Estos males con que mueres,

Desventura es la que guia

La contra de lo que quieres.

Olig. Dulcemente toca la vihuela; por Dios, llorar me hace.

Eub. Los romances y cantos de amores son para él tizones que refocilan el su fuego y enconan más la llaga.

Olig. Yo habia oido decir que las lágrimas y sospiros mucho desenconan el corazon dolorido.

Eub. En otras pasiones sí, pero no en caso de amores; pregúntalo á Petrarca en los diálogos, él te responderá lo que yo digo y Horacio tambien lo mesmo.
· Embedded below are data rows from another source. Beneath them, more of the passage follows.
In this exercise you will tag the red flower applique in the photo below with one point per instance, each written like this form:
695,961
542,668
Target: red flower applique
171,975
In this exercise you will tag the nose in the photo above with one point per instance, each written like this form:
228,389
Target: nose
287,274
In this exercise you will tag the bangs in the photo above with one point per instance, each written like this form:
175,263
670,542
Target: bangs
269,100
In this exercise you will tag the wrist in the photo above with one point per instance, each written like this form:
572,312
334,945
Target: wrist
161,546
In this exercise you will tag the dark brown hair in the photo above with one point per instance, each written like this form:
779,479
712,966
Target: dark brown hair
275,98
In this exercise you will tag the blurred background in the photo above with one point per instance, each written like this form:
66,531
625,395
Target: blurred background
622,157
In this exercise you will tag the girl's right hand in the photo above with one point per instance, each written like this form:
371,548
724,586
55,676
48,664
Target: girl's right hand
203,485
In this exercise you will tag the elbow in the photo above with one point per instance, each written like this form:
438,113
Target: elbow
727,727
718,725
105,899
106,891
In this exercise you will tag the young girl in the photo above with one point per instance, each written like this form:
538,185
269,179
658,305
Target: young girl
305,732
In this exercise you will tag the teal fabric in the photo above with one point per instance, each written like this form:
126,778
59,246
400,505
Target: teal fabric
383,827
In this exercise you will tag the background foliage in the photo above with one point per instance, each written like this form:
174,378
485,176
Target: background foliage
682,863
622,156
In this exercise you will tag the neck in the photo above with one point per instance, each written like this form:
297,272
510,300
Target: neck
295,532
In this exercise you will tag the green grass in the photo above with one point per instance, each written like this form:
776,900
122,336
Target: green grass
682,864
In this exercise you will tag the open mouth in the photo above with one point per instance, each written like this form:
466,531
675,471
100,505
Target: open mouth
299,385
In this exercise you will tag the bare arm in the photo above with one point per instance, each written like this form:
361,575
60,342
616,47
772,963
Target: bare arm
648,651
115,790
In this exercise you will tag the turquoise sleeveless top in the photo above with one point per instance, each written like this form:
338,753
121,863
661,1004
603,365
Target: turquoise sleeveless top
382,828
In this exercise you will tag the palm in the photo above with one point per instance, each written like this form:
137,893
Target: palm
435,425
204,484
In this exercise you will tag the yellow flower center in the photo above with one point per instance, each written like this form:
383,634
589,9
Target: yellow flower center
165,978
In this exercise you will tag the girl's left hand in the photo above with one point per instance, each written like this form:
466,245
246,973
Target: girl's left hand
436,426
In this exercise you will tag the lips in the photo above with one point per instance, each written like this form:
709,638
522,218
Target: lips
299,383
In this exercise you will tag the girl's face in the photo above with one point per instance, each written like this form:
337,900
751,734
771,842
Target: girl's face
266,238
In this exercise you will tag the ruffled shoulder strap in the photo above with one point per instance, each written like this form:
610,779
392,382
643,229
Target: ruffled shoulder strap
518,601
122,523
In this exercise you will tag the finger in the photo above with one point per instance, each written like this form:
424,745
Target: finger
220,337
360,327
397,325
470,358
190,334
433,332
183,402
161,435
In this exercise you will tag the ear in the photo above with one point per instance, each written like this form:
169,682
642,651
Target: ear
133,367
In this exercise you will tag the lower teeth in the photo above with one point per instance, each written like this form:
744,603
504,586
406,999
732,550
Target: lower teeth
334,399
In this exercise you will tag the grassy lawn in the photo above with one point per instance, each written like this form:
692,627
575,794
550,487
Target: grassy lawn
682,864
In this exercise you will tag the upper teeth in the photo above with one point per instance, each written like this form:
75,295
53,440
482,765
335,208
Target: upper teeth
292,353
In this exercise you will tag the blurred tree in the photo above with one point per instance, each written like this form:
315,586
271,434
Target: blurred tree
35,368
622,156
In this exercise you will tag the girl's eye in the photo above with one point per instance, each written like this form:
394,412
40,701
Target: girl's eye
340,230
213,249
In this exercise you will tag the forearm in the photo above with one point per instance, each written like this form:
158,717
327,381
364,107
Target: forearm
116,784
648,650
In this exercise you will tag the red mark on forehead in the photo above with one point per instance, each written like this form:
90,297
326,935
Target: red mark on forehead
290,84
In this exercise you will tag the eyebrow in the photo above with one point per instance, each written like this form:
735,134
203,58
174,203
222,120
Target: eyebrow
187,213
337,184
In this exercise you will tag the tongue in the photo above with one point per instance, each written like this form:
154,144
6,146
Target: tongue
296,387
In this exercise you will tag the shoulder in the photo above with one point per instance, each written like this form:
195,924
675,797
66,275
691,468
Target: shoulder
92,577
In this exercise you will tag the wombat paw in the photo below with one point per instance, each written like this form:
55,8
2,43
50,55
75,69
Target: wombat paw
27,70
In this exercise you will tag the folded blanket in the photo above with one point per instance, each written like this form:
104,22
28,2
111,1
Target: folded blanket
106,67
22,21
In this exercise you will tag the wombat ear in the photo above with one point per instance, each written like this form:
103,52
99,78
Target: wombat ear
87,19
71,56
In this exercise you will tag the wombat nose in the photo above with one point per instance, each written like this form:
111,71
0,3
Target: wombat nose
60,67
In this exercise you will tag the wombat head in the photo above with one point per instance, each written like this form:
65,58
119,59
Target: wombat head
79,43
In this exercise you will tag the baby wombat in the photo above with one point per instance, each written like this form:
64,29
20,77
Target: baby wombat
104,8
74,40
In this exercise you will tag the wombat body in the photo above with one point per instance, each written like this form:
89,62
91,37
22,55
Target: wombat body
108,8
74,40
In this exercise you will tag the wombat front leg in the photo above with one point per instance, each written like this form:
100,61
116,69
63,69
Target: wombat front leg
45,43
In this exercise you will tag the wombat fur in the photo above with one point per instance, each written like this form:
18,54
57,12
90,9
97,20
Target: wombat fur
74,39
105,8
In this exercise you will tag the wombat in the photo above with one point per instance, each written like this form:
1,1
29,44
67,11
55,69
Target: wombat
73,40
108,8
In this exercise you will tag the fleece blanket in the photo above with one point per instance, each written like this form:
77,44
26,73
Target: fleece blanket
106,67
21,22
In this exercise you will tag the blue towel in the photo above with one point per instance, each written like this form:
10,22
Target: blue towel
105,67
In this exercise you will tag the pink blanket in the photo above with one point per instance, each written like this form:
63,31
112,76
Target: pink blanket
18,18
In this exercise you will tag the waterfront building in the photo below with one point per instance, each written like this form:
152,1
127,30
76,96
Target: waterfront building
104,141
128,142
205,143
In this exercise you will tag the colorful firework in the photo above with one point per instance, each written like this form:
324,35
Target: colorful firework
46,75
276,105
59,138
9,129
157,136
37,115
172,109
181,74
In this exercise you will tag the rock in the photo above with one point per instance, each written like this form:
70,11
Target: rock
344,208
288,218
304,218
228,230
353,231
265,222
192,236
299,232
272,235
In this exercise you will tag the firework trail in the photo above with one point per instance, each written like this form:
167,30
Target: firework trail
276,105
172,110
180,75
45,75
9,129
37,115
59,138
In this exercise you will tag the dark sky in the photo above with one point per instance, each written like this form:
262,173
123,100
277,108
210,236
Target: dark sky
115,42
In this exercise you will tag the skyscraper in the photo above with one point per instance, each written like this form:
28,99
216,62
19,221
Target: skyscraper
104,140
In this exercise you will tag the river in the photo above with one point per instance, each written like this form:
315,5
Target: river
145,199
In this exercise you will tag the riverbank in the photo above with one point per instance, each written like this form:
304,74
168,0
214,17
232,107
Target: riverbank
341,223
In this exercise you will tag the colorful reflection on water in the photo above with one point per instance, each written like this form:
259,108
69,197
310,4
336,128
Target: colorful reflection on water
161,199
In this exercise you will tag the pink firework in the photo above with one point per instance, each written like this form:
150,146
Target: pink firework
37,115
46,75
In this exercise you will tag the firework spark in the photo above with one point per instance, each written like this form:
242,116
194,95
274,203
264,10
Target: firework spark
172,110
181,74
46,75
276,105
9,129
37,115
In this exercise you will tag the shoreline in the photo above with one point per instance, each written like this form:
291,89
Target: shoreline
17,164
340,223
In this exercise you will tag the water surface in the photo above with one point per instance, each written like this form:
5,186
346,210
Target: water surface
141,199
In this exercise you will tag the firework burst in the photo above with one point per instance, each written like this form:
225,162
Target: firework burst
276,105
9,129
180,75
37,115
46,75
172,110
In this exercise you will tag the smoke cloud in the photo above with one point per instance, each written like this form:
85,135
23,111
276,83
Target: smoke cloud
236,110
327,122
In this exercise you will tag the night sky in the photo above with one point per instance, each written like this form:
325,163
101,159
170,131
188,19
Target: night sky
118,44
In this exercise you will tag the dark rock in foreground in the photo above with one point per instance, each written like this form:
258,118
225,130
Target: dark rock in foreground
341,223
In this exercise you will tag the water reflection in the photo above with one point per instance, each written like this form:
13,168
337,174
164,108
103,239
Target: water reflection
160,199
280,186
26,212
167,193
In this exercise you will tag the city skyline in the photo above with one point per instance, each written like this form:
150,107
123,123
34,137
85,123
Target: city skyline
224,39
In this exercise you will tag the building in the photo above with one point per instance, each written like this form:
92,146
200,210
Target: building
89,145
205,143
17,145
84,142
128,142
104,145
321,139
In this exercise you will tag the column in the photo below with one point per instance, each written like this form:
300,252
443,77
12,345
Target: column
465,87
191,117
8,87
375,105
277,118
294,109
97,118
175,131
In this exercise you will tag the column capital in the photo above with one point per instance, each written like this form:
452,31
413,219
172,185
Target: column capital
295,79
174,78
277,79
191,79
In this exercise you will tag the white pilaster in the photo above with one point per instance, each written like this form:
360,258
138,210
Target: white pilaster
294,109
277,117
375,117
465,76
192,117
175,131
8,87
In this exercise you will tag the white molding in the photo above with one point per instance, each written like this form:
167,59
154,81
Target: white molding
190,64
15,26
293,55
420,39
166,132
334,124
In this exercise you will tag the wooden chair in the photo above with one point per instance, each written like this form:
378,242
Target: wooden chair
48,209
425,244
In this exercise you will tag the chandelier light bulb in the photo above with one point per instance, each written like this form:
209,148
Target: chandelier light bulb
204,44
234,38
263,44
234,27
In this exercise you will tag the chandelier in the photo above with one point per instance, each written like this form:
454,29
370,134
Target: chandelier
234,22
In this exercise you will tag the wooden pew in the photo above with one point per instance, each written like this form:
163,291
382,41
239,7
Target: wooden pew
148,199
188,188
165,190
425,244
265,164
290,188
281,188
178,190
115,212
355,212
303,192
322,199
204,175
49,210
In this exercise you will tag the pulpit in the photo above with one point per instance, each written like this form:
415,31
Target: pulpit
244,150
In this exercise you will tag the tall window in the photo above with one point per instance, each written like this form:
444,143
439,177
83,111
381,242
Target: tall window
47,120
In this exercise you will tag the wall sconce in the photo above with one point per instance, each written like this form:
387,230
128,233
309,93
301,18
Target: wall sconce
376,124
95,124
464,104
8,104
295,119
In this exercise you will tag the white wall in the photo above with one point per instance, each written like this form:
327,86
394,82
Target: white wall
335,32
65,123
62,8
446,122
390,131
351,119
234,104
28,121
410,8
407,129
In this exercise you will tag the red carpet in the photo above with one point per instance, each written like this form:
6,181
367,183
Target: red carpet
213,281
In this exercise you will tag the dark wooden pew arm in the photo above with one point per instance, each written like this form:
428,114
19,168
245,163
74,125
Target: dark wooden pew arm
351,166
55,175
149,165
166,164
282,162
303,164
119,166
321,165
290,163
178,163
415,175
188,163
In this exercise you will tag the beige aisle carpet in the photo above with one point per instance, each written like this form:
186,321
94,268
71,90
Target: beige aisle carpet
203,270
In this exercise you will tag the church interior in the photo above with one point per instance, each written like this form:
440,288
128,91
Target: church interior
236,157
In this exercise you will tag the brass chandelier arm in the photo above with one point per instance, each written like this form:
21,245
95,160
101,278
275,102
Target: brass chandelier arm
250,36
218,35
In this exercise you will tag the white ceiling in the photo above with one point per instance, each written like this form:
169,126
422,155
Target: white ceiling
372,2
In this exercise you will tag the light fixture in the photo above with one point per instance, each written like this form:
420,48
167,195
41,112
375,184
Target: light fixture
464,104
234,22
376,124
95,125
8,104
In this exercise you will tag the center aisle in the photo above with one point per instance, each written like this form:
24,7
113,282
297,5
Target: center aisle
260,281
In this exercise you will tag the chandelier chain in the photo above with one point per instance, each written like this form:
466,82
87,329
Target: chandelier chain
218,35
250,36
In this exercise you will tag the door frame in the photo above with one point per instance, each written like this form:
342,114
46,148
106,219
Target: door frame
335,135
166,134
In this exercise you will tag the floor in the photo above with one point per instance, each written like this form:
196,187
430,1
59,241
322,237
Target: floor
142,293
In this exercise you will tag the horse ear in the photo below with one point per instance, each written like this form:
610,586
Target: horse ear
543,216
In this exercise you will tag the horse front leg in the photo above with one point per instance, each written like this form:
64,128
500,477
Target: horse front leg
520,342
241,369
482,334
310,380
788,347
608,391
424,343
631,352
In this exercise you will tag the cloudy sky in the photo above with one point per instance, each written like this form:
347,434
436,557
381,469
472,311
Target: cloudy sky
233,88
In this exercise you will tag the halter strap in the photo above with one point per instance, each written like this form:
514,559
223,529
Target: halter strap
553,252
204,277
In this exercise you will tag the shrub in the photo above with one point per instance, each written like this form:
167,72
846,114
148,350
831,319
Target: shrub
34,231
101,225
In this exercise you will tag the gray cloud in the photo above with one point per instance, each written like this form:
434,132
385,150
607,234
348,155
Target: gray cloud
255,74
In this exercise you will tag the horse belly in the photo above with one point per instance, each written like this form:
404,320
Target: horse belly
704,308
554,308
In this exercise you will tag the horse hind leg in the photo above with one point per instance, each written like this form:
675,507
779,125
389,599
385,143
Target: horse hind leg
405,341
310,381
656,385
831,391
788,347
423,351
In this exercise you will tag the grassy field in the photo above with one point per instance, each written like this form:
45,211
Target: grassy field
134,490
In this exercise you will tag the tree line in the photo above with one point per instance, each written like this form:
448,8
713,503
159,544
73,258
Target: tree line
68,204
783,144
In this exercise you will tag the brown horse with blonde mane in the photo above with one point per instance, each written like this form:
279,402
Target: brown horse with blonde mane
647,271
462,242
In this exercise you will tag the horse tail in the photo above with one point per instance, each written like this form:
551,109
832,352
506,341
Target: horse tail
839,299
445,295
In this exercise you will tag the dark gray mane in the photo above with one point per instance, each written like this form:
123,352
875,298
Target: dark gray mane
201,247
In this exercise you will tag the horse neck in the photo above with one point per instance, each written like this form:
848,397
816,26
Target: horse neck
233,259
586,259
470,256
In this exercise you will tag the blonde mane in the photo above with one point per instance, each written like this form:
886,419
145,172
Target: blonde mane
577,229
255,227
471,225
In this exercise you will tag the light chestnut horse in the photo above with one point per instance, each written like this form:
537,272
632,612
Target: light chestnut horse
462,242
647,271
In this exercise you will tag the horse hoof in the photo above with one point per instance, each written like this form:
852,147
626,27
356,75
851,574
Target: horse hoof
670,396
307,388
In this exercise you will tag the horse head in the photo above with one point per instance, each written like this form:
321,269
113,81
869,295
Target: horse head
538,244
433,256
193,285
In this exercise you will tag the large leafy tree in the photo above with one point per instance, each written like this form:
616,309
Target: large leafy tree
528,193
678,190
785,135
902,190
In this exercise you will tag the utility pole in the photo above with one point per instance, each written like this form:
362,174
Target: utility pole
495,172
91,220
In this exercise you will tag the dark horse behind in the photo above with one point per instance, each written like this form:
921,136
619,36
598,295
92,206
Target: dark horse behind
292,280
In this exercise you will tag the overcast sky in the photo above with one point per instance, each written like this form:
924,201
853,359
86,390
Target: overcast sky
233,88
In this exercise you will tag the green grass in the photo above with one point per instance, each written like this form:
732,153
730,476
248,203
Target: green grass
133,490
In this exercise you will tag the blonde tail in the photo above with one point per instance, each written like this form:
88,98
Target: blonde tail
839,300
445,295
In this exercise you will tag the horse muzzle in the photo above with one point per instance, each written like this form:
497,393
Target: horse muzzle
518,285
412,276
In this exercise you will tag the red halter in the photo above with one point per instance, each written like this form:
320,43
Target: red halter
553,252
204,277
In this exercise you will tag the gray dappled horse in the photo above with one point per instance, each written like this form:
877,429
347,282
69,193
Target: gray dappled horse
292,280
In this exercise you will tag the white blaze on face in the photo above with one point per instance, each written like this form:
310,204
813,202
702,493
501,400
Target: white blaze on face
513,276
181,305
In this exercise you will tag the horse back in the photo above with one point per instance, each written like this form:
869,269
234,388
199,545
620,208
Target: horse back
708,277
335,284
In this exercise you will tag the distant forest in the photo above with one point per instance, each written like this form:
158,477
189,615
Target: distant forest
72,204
Lis. ¿Quién está ahí afuera?

Olig. Señor, nosotros.

Lis. Entrad acá; ¿no veis que cuanto más de tormento huyo, tanto más se me acerca la muerte en pensar la dura respuesta que hube de aquel jardin encerrado, de aquella flor de hermosura, de aquella cara de ángel y corazon de tigre? En esto veo que el vivir es ofensa de mi razon pues deseaba ser querido donde no hallo sino desden. ¿Qué haré, que ya la desesperacion y disfavor, á una, de refresco, comienzan á renovar y avivar nuevos dolores y sentimientos? ya reverdecen mis males en pasiones, como la salamandria en el fuego, me crio para fenecer, como el cisne, en canciones doloridas; ya espiró mi remedio, desahuciado soy; crecido há mi pecho fasta el tristísimo Oresmon con ronquidos mortales. Mis penas son semejantes á las de los dañados, que siempre arden y jamas se acaban de consumir; no fué tan lastimera la muerte rabiosa del esforzado Hércules como la mia, que al fin aquél con las miserables llamas de la henchizada camisa, que á las carnes se le pegaron por industria de su amiga, acabó su vida, yo ardo en el alma y vivo muriendo.